Resource links provided by the National Library of Medicine


Arm Intervention/treatment
Experimental: Treatment (Ad-CCL21-DC vaccine, pembrolizumab)
Patients receive pembrolizumab IV over 30 minutes followed by autologous dendritic cell-adenovirus CCL21 vaccine by CT-guided or bronchoscopic IT injection on days 0, 21, and 42. Patients then receive pembrolizumab every 3 weeks for up to 1 year in the absence of disease progression or unacceptable toxicity.
Biological: Autologous Dendritic Cell-Adenovirus CCL21 Vaccine
Given via CT-guided or bronchoscopic IT injection

Biological: Pembrolizumab
Given IV
Other Names:
  • Keytruda
  • Lambrolizumab
  • MK-3475
  • SCH 900475




Primary Outcome Measures :
  1. Maximum tolerated dose (MTD)/maximum administered dose (MAD) (dose escalation) [ Time Frame: At 28 days ]
  2. Overall response rate (ORR) per Response Evaluation Criteria in Solid Tumors (RECIST) version (v) 1.1 (dose expansion) [ Time Frame: Up to 1 year ]
    Demographic characteristics of patients including age, gender ethnicity, performance status, prior therapies and other baseline characteristics as collected on the case report form will be summarized by Ad-CCL21-DC dose cohort using descriptive statistics. For continuous variables, descriptive statistics (n, mean, standard deviation, standard error, median, minimum, and maximum) will be provided. For categorical variables, patient counts and percentages will be provided. Categories for missing data will be presented if necessary. The ORR will be summarized using descriptive statistics by dose level. The ORR will be analyzed using one-sample exact Binomial test for the patients treated at MTD or MAD in both the dose escalation phase and dose expansion phase. The 95% exact confidence interval (CI) will be provided.

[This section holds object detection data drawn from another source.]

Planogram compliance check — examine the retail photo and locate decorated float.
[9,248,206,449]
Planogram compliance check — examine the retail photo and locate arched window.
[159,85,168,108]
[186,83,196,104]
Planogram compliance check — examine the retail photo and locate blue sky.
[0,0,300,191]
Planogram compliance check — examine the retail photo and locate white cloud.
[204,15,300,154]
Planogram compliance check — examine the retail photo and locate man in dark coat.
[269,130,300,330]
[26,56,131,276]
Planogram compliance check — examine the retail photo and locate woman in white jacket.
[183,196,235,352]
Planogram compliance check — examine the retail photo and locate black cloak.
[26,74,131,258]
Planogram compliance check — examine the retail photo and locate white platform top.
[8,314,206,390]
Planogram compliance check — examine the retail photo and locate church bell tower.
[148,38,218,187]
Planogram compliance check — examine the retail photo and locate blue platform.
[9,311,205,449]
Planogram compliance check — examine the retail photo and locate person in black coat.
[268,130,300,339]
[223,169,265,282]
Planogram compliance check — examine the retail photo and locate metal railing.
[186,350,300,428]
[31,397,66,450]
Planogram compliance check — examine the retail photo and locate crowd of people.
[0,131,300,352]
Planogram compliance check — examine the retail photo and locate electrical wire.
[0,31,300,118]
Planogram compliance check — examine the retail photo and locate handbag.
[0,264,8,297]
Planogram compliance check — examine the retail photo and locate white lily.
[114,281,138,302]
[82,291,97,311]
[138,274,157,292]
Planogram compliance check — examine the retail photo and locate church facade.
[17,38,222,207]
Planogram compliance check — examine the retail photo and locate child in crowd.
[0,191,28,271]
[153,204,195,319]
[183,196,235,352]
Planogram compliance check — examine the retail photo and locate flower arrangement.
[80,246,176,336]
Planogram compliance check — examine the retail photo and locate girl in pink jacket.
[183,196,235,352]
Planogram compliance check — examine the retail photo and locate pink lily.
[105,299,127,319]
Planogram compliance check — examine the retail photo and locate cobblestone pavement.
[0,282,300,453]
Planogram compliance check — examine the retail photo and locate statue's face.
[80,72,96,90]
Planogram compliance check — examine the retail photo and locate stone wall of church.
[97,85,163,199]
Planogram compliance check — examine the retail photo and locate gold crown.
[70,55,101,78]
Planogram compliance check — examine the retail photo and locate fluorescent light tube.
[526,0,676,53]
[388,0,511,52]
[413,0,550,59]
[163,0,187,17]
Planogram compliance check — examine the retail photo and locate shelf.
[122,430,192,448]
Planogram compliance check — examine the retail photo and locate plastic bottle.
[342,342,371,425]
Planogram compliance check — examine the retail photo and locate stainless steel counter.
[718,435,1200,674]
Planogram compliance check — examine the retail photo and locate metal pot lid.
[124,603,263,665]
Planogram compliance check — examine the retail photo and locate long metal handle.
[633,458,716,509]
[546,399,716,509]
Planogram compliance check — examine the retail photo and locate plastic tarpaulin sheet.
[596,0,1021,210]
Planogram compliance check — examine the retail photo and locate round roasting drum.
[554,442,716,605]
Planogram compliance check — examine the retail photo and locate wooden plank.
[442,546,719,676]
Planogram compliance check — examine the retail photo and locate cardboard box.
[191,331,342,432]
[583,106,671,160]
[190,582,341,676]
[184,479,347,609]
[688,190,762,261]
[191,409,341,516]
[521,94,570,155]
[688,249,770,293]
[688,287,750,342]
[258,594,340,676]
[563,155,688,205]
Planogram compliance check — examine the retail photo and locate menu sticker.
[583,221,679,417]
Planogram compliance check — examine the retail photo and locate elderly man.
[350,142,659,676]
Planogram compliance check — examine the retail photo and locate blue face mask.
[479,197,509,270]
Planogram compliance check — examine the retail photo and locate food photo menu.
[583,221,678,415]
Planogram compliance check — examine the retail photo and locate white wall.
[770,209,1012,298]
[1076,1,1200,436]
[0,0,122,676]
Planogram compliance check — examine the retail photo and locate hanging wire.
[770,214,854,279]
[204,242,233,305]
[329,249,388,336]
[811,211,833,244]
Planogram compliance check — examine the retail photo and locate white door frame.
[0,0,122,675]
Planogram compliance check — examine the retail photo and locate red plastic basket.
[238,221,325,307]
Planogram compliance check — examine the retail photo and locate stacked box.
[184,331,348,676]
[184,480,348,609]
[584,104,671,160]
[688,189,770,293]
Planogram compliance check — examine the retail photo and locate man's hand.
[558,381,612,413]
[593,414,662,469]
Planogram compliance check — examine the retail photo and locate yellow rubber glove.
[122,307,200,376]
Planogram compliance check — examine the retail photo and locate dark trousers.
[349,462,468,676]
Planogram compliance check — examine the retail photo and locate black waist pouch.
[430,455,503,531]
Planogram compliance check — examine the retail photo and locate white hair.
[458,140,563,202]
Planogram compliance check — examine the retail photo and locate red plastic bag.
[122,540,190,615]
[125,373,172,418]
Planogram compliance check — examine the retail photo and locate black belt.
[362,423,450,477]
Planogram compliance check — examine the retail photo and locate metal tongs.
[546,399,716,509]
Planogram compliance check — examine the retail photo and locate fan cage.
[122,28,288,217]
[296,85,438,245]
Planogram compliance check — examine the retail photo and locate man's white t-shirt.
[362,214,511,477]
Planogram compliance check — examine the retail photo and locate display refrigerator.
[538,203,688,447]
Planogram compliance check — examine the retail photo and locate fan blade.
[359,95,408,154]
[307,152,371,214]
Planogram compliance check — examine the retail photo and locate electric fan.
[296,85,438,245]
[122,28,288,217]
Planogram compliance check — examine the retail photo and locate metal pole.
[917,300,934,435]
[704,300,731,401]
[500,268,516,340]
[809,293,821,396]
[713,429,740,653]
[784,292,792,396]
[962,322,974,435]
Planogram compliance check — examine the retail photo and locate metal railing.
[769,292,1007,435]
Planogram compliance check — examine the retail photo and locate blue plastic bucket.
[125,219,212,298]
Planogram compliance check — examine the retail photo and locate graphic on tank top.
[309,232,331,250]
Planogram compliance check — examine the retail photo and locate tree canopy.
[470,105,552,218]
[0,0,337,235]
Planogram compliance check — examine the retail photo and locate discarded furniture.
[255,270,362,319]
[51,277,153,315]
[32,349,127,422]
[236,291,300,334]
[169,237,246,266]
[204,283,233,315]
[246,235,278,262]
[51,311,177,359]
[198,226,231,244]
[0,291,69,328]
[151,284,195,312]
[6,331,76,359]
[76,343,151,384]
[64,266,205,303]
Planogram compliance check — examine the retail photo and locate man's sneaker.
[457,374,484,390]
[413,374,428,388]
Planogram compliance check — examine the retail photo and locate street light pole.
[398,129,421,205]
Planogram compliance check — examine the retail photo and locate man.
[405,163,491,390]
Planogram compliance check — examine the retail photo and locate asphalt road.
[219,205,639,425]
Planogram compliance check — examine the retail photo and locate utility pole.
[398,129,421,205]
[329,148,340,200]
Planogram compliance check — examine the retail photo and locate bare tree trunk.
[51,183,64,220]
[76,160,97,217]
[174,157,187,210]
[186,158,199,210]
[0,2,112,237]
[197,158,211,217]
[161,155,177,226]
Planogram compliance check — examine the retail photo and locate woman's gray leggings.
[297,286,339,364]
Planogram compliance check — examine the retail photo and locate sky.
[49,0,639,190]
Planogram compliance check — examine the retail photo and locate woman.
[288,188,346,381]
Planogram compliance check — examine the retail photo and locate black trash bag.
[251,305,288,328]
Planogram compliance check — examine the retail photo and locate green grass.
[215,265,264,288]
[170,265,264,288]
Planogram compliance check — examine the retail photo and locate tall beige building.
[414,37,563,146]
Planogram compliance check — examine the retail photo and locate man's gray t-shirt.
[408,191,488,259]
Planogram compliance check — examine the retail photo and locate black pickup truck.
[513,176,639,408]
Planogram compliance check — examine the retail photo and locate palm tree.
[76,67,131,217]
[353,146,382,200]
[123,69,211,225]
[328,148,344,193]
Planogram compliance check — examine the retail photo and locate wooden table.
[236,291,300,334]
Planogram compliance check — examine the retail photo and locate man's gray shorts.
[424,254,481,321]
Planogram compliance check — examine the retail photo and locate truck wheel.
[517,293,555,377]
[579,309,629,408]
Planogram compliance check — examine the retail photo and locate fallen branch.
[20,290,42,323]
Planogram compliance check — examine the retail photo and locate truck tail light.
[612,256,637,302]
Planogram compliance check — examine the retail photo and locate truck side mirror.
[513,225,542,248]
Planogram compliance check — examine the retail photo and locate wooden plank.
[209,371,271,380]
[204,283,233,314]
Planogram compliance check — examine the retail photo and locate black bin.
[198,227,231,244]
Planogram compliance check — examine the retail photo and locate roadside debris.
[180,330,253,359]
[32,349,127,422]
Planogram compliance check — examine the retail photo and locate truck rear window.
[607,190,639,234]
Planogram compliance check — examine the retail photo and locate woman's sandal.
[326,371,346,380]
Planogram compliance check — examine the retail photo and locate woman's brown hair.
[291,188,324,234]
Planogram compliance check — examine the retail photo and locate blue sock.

Secondary Outcome Measures :
  1. Incidence of adverse events per Common Terminology Criteria for Adverse Events (CTCAE) version (v) 5.0 [ Time Frame: Up to 1 year ]
  2. Biomarker assessment [ Time Frame: Up to 1 year ]
    Immunohistochemistry (IHC) will be conducted to assess biomarkers including PD-1, PD-L1, CD8, and CD4 (DC) expression. All immunologic parameters will be summarized using mean, standard deviation, median, percentile for continuous variables, and frequency and percentage for categorical variables. The summary statistics will be tabulated by time and dose level. Several plots, such as stem-and-leaf plot and normal probability plot, will be constructed to check the distribution of each variable. Transformation will be applied if the distribution of the variable is not normal. For the tumor tissue immune parameters measured at different time points, the post- treatment values will be compared with the pre-treatment values using either paired t-test or Wilcoxon signed-rank test. Box plots for pre-treatment and post-treatment data will be presented.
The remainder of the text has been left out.